Again, this may be a small incremental difference, but it adds up over the five-year bond term.
Someone earning 5.85 per cent a year on £10,000 over five years would generate a total interest of £13,287.84.
At 5.5 per cent they would get £13,069.60. That’s £218.24 less.
After more than a decade when savers got almost nothing in their accounts, having a savings rate of 5.5 percent is worth it. Although he lives.
Interest rates are rising as central bankers wage war on inflation, but consumer price growth fell to just 4.6 percent in October.
The Bank of England may soon be forced to start cutting rates, as the economy slows and may fall into recession.
Morgan Stanley predicts the first cut would come as early as May. Goldman Sachs now estimates in February.
Interest rates will probably start to fall before it arrives.
Banks will be reluctant to offer savings accounts that pay more than five per cent for five years if interest rates are heading back towards two or three per cent.

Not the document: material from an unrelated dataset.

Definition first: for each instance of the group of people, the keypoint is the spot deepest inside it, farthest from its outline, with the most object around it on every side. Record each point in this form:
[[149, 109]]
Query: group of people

Of course, I could be wrong and interest rates could rise again, or at least fall at a slower pace than I’m predicting. Second guessing is never easy.
But in this case, I think it’s unlikely.
READ MORE: NS&I ‘hack away’ interest rate on new fixed savings account launched today
One area where savings rates are fixed is easy access accounts where Hampshire Trust Bank and Skipton Building Society pay 5.15 per cent.
Even here, rates have fallen slightly, since Paragon Bank was paying 5.25 percent just a few weeks ago.
But easy access accounts offer no real security. The moment interest rates fall, so does the rate you get. Immediately. Long-term fixed rate bonds give you more security.
It makes sense to take one out today, but only if you can tie up your money for the full term of the bond as there are penalties for early withdrawals.
So they are not for everyone.
But for those who have been considering a new savings account, I see no point in waiting for rates to rise. They are more likely to fall. The process has already started.